ARE WE PROGRAMMED FOR CHEESE BURGERS

There was a long article in the local paper Sunday profiling folks who say they want to eat healthier and end up going for what society currently says is the “bad” stuff. One gal went into Dunkin’ Donuts for a cup of coffee and came out with a breakfast sandwich. Served on a split, glazed donut. Sorry, that does not float my boat. Ham and eggs is ham and eggs. And donuts are donuts not biscuits or English Muffins. Then there was the Charles Jr. double bacon cheeseburger with six, count them, six slices of bacon. Even if they use four ounce patties, and I don’t think they do, that’s half pound of meat plus the cheese.

But it did get me thinking. I just finished Killing the Hidden Waters by Charles Bowden. While detailing how our current water usage is draining the Ogallala aquifer he spends much of the book profiling the Native American tribes known to us as the Pima. The groups range from those lived in the driest section of the Sonoran desert and were true nomads to those who had access to fairly reliable water from year to year and spent the majority of their time in either summer or winter villages.

All practiced as sustainable lifestyle as possible in a desert. Their crops seldom provided much of a surplus and they depended on rain fall or stream water, not on underground “fossil” water. For some, like the true wanderers, it was to our eyes sustainable, but also right on the edge of survival. Access to foods high in fat or sugars was seasonal and frankly, unless you were able to get a deer or a buffalo, not a whole lot at any one time even then.
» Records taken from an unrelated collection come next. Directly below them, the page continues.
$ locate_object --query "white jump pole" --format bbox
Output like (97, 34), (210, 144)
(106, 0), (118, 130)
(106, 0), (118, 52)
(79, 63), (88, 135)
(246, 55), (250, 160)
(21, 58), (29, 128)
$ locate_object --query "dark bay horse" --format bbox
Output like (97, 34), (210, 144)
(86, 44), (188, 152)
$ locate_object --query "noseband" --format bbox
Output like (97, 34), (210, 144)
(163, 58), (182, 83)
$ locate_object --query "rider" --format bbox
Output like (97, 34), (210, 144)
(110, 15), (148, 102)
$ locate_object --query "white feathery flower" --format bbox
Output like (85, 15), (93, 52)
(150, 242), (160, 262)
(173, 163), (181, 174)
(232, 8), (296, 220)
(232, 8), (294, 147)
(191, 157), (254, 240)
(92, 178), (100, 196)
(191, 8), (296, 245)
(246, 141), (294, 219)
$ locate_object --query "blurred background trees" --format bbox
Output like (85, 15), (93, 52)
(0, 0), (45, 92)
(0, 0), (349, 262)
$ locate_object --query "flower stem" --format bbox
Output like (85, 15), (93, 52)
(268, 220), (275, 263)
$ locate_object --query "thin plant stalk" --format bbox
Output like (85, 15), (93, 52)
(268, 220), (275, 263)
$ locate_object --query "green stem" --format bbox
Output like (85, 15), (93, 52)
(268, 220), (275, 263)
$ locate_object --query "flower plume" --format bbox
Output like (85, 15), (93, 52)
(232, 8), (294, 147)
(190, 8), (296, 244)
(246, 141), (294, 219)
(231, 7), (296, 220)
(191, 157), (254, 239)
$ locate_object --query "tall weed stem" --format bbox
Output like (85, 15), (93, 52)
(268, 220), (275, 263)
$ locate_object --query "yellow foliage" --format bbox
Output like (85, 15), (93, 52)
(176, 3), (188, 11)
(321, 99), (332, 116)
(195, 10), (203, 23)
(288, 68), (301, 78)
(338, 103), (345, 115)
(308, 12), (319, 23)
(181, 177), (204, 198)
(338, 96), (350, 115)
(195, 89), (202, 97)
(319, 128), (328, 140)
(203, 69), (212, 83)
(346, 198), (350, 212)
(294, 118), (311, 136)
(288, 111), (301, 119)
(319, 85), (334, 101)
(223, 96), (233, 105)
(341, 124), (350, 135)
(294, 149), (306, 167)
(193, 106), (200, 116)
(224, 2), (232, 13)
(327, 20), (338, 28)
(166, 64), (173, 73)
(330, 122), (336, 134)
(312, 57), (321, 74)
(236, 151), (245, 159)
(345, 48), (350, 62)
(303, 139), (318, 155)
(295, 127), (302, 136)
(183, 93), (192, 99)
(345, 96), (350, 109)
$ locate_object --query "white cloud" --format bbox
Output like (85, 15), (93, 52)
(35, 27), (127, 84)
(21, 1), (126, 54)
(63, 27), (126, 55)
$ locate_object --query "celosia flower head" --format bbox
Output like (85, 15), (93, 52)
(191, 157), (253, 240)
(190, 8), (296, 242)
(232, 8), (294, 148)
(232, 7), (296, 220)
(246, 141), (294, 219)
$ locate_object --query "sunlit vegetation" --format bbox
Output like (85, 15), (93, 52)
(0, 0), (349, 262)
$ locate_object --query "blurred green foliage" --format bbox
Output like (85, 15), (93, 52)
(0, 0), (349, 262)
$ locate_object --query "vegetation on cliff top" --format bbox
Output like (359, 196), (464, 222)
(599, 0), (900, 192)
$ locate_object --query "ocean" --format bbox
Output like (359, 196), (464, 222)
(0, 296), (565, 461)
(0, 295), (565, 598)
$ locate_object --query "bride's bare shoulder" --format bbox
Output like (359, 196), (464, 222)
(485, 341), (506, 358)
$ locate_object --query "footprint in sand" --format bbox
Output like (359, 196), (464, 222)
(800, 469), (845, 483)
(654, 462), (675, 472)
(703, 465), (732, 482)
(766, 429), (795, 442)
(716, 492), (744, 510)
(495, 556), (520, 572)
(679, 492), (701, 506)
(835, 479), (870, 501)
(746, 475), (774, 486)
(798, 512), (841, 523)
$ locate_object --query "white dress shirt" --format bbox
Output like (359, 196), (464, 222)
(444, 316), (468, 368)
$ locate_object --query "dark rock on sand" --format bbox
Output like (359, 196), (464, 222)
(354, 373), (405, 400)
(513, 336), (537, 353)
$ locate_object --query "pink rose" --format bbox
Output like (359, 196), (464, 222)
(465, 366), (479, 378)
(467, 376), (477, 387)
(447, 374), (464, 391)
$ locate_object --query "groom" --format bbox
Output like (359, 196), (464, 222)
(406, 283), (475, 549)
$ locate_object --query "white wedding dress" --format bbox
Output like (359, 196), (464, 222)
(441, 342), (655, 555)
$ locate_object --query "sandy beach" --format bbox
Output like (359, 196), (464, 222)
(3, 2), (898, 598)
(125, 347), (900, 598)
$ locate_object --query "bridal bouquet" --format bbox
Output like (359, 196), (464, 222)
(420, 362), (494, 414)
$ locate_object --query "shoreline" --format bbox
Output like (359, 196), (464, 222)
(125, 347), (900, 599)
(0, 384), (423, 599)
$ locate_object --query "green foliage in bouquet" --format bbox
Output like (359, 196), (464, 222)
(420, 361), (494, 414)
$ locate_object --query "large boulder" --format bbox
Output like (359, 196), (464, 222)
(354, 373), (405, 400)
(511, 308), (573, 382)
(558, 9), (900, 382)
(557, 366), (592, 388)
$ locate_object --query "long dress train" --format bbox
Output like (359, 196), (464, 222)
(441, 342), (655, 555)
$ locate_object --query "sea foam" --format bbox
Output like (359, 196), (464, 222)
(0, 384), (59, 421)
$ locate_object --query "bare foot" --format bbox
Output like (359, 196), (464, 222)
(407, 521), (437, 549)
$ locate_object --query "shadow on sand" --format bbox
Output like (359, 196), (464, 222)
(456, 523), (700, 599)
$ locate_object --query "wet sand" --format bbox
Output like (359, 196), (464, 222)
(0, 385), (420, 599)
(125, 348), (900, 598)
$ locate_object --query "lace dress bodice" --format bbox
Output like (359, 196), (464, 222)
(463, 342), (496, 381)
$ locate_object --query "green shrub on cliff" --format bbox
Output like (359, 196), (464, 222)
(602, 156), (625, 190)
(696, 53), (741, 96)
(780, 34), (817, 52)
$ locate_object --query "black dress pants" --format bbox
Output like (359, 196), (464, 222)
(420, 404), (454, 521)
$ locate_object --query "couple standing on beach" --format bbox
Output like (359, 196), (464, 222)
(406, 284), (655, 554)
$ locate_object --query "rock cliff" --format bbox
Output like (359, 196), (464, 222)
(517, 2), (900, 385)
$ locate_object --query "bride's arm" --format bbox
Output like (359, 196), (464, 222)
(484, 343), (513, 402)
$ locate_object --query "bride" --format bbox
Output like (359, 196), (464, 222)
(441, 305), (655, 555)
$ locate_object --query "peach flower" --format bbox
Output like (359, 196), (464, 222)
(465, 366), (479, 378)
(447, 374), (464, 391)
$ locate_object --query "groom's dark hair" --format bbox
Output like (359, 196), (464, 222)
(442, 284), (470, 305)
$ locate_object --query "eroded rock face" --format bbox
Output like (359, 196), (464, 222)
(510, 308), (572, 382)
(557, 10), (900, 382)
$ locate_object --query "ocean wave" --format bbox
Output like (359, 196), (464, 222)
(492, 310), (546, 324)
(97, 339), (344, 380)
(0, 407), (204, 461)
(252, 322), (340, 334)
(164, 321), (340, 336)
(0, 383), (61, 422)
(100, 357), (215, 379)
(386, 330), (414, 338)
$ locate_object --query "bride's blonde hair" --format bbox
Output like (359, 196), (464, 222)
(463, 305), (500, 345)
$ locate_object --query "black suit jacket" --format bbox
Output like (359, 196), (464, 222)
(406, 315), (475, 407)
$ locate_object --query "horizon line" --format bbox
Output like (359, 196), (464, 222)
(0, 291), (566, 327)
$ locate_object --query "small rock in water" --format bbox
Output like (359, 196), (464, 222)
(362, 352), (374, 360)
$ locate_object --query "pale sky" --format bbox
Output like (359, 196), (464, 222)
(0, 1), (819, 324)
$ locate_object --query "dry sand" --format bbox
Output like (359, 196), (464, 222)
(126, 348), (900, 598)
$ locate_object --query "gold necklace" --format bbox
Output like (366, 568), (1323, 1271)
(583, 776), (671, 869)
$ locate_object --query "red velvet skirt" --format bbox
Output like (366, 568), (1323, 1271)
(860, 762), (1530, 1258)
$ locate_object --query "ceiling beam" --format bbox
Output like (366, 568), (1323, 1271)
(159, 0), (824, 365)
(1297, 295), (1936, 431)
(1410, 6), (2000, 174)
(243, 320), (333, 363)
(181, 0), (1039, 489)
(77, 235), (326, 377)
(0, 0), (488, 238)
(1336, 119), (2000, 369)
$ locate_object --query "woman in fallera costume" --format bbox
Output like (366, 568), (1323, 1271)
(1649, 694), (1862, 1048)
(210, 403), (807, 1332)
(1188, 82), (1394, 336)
That’s the way of life most humans lived until the last century or so. Even after we developed agriculture and all the trimmings of a settled lifestyle the chance that you’d get hit with bad harvests, a war, an epidemic, something that would push the food supply to the bare minimum every few years was always on the horizon. What if we’re programmed to go for high calorie foods? It didn’t used to be that big of a problem because most humans didn’t have access to those foods very often and they got a lot more exercise.

I’m not offering the human reflex to go for the gusto when you get the chance as an excuse but as a tool. If we realize WHY we’re semi programmed to skip over the rabbit food on the menu and go for sirloin or the apple pie we might have a better chance of making healthier choices. That and remembering that a serving size is really about four a ounces. Yeah, I know about the size of a deck of cards.


Our way of compensating is to go in the middle of the afternoon and combine lunch AND dinner in one meal. We still have to watch things more closely when we know we’re going out but is does help.